TIPS FROM THE REDNECK BOOK OF MANNERS
GENERAL
1. Never take a beer to a job interview.
2. Always identify people in your yard before shooting at them.
3. It's considered poor taste to take a cooler to church.
4. If you have to vacuum the bed, it is time to change the sheets.
5. Even if you're certain that you are included in the will, it is
still considered tacky to drive a U-Haul to the funeral home.
DINING OUT
1. If drinking directly from the bottle, always hold it with your
fingers covering the label.
2. Avoid throwing bones and food scraps on the floor as the restaurant
may not have dogs.
ENTERTAINING IN YOUR HOME
1. A centerpiece for the table should never be anything prepared by a
taxidermist.
2. Do not allow the dog to eat at the table no matter how good his manners are
PERSONAL HYGIENE
1. While ears need to be cleaned regularly, this is a job that should
be done in private using one's OWN truck keys.

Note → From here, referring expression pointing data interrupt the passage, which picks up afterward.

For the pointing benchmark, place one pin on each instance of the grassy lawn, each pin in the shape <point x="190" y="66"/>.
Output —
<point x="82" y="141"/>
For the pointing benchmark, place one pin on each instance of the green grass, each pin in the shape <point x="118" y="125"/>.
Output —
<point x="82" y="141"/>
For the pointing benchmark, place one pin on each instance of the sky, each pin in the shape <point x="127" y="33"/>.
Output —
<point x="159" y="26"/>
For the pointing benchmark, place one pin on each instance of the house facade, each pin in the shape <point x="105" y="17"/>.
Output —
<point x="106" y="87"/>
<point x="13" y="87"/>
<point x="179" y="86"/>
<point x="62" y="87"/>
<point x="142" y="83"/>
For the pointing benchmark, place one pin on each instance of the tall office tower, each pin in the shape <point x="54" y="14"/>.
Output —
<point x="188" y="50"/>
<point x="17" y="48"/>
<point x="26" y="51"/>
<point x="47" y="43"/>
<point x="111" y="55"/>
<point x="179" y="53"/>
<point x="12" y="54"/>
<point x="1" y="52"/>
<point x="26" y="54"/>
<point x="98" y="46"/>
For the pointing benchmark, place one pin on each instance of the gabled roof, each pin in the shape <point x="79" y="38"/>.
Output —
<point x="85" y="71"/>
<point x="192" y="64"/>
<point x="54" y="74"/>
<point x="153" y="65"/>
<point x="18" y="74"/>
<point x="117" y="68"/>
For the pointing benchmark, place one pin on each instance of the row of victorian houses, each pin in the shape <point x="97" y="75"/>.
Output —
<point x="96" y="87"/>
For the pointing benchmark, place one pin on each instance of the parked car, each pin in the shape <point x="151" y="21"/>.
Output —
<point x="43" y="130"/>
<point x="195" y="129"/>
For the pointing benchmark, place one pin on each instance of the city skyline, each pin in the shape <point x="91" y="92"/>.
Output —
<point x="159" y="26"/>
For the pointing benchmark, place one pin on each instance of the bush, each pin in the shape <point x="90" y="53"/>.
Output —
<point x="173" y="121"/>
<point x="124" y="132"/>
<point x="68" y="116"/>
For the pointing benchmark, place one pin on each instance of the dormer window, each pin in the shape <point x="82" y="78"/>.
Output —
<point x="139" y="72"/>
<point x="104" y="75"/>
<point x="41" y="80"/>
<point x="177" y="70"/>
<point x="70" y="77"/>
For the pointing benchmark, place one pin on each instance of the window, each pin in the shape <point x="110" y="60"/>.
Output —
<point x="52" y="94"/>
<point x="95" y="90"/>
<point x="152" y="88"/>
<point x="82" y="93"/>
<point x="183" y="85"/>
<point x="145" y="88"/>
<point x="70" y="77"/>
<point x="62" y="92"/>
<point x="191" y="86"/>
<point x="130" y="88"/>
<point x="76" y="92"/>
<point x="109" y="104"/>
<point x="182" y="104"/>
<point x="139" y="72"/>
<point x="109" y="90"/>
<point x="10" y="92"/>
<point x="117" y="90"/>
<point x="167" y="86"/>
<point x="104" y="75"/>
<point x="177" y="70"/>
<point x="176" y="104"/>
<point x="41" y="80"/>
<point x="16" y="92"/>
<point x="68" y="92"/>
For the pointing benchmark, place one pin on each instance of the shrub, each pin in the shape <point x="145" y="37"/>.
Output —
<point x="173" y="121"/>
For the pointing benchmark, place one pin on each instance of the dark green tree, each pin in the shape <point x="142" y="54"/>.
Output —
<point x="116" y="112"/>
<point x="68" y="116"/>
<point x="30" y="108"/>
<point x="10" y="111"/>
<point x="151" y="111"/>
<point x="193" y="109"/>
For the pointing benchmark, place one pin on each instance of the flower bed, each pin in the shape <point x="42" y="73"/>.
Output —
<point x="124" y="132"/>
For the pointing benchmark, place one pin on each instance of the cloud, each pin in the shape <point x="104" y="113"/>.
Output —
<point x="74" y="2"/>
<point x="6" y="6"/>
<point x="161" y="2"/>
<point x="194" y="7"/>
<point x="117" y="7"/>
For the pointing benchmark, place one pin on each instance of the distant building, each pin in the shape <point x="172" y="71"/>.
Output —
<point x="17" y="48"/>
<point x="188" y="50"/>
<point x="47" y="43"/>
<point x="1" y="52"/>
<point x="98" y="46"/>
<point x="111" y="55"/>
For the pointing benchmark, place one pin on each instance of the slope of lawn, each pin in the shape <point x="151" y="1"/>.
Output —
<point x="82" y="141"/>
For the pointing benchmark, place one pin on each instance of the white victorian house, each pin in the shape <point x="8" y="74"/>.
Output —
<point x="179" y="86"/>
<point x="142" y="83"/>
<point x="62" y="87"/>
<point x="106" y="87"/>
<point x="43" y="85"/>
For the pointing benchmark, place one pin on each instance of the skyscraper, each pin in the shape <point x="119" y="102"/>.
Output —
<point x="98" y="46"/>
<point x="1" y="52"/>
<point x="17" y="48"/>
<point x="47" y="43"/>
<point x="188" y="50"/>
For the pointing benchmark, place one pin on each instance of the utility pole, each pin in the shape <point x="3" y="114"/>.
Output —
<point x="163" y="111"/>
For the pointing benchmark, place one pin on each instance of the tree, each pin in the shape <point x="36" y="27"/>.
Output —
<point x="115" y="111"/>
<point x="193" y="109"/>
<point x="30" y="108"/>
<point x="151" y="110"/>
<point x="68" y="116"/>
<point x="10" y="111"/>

2. Proper use of toiletries can forestall bathing for several days.
However, if you live alone, deodorant is a waste of good money.
3. Dirt and grease under the fingernails is a social no-no, as they
tend to detract from a woman's jewelry and alter the taste of finger
foods.
DATING: (OUTSIDE THE FAMILY)
1. Always offer to bait your date's hook, especially on the first date.
2. Be aggressive. Let her know you're interested: 'I've been wanting
to go out with you since I read that stuff on the restroom wall two
years ago.'
3. Establish with her parents what time she is expected back. Some
will say 10:00 PM; others might say 'Monday.' If the latter is the
answer, it is the man's responsibility to get her to school on time.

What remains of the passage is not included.